León Cadogan, Ayvu Rapyta. Textos míticos de los My’a-Guaraní del Guairá, 1959.
En la sinopsis del documental Damiana Kryygi de Alejandro Fernández se lee: «Cuenta la historia de una niña de la etnia aché que sobrevivió a la masacre de su familia en la selva paraguaya por parte de colonos blancos en 1896 y que se convirtió en objeto de estudio antropológico en el Museo de Ciencias Naturales de La Plata, Argentina. A 100 años de su muerte, un joven antropólogo identifica parte de sus restos en un depósito del Museo. Su cabeza es encontrada poco después en el Hospital Charité de Berlín. A partir de las fotografías existentes y los registros antropológicos en Argentina y Alemania, la película busca restituir su historia y acompaña a los aché desde que toman la decisión de reclamar la repatriación de sus restos, hasta que por fin les dan sepultura en la tierra de sus ancestros».
La película se nos presenta como thriller pausado –bien puede ser un cuento de terror– que reconstruye un crimen, recorre un duelo y a la vez filma un tardía victoria sobre los verdugos. La empresa, a priori, se erige titánica, pero, gracias al tono elegido, la obra logra una coherencia formal que la hace valiosa.

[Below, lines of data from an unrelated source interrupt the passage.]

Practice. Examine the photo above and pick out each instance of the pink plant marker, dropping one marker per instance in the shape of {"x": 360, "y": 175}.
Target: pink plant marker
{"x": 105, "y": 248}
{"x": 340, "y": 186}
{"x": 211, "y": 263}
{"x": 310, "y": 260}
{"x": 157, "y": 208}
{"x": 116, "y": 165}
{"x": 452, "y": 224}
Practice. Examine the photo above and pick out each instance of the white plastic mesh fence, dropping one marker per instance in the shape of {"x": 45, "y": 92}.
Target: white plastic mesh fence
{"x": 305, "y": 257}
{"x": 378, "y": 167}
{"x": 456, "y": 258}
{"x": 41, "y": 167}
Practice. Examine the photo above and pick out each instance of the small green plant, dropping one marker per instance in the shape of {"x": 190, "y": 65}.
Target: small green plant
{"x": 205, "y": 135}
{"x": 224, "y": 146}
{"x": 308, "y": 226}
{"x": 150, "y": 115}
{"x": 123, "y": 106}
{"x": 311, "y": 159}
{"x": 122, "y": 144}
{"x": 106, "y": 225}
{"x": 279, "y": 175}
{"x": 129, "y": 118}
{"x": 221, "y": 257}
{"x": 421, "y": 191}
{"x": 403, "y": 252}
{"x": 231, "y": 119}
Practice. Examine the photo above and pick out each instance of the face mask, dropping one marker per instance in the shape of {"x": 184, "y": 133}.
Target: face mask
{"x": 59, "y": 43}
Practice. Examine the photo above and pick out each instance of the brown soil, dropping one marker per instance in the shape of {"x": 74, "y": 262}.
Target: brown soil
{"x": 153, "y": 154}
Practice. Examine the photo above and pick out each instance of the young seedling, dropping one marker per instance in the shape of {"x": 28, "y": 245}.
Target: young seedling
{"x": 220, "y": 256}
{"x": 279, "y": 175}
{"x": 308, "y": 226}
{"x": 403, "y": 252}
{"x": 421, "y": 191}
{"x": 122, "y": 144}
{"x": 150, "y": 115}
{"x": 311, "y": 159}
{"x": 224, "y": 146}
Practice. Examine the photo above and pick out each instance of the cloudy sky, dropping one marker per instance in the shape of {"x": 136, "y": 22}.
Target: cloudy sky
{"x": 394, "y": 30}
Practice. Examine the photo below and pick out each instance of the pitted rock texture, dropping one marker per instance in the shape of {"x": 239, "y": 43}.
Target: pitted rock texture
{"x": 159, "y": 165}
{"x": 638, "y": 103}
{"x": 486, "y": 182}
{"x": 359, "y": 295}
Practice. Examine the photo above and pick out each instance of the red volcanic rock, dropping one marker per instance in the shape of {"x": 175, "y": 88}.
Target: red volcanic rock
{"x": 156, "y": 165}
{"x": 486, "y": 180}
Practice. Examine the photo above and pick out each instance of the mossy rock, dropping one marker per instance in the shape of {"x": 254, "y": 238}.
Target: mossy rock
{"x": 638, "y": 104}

El primer gesto documental de Fernández se instala al inicio: mientras vemos la fotografía de Kryygi, la voz en off del director reflexiona: «cuando miro esta foto, me pregunto si es posible reconstruir su historia; responder a esa mirada». Se nos exterioriza un deseo desde la incertidumbre, desde la posibilidad; no estamos ante una mera reconstrucción de hechos que intercala entrevistas clásicas e imágenes de relleno; no hay certezas. La obra, por el contrario, intenta responder lo que esconden las imágenes, lo que esconde la mirada de esa niña fotografiada en 1907, unos meses antes de morir de tuberculosis a los 14 años.
En su monumental película Shoah (1985), Claude Lanzmann toma una decisión formal para hablar-mostrar el holocausto, huye de toda imagen de archivo (fotografías, películas) para dar cuenta del exterminio, se refugia en el testimonio de los sobrevivientes de los campos de concentración y así, a través de la evocación (volver a traer al presente el pasado), genera esas imágenes inexistentes e inabarcables del horror por medio de la palabra. Lanzmann filma a algunos de los protagonistas regresando a los campos y a otros en su cotidianidad; el rigor de la puesta en escena hace que las más de nueve horas de duración de la obra permitan una mirada profunda a todo el sistema pensado y montado para el exterminio. La evocación intangible se hace material por medio del cuerpo presente que vuelve a re-presentar los hechos, los gestos, las posturas, las voces; la restitución de la memoria se realiza por ese intercambio intelectual y emocional de volver a re-vivir el horror. Similar exploración también puede verse en el documental S21: La máquina de matar jemeres rojos (2003), de Rithy Panh.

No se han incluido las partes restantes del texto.